Any noticeable patches of color on your axolotl’s skin are an indication that there is a bacterial or fungal infection, as it should be a uniform color (often pale pink, but this depends on the type).
How To Care For A Sick Axolotl!
Caring for a sick axolotl can be a challenge because you need to know what’s wrong with it in order to fix it – so start by assessing what its symptoms are, and how serious they seem.
In general, most symptoms can be explained by the tank conditions being unsuitable for the axolotl; it will suffer if the ammonia levels are raised, and if the nitrates and nitrite levels are too high, its gills will start to deteriorate.
Often, you will need to start doing regular water changes to bring down these three levels and restore balance to the tank.
If your axolotl has a fungal or bacterial infection, you may need to research the specific issue, but often, you can do things like adding Indian Almond Leaves to the tank (these have antibacterial, antifungal, anti-inflammatory, and antioxidant properties), or using an aquarium salt to dose the tank and kill the fungus.
Use three tablespoons of aquarium salt for every five gallons in the tank, and maintain this ratio until the fungus is gone.
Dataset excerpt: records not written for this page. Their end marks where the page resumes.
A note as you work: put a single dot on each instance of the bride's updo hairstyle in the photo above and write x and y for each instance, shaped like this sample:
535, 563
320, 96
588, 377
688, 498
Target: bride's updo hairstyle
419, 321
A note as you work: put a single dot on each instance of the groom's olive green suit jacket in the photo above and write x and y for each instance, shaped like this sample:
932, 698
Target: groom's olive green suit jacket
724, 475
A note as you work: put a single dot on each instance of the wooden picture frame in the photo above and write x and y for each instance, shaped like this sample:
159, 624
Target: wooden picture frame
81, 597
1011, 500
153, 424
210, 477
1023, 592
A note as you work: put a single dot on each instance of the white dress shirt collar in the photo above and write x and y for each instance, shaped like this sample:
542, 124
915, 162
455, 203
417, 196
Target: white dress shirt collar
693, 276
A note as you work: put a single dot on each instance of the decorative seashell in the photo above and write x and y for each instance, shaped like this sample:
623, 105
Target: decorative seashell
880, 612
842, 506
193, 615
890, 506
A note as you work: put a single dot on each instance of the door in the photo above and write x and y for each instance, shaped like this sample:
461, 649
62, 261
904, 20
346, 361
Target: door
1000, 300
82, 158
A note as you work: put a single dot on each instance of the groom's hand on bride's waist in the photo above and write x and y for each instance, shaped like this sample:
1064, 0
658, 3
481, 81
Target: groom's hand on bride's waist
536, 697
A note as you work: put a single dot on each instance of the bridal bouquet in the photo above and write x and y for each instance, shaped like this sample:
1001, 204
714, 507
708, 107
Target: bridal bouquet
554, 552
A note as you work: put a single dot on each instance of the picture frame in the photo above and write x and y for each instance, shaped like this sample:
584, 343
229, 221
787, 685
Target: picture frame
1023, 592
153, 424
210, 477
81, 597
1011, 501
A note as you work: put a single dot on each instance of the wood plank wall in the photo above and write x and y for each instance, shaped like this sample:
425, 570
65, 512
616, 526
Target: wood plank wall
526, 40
In more serious cases, you may need to get a broad spectrum treatment and add it to your tank, following the packet instructions.
If your axolotl is showing signs of chemical burns due to ammonia buildup (bright red, inflamed skin all over), you should remove it to a clean aquarium.
Add dechlorinated water at the right temperature, and keep your axolotl cool. Change its water regularly and don’t put it back until healed.
How Can I Prevent My Axolotl From Getting Sick In The Future?
The best way to keep your axolotl healthy is to ensure its environment is right for it, and this means monitoring your water conditions and quickly correcting any issues that you see.
Maintaining the proper temperature and keeping the tank clean should reduce the risk of fungal and bacterial infections and ensure the axolotl stays healthy.
You should also always check that any tank mates your axolotl will be sharing with are compatible, and not causing undue stress or injuries.
Because axolotls have poor eyesight, make sure there are no sharp objects in the tank that it could cut itself on, as this will leave it more vulnerable to infections.
Most axolotls are fairly resilient and do not get diseases easily, so as long as you are watching the water parameters and performing regular cleaning, your axolotl should stay healthy most of the time.
It’s recommended that you do a 25 percent water change once per week to keep the levels of nitrites, nitrates, and ammonia down and ensure that your pet stays healthy; you want these to measure close to zero at all times.
A sick axolotl will be miserable and may exhibit unusual behavior, such as frantic swimming, floating upside down, and loss of appetite. If you think your axolotl is sick, you should immediately check the water quality and look for any imbalances that might be causing the issue, and you should also check that the water is clean. In serious situations, you may need to put your axolotl in a separate container in the fridge while it recovers (read up on how to do this safely first), but sometimes treatment with Indian Almond Leaves and aquarium salt will be sufficient.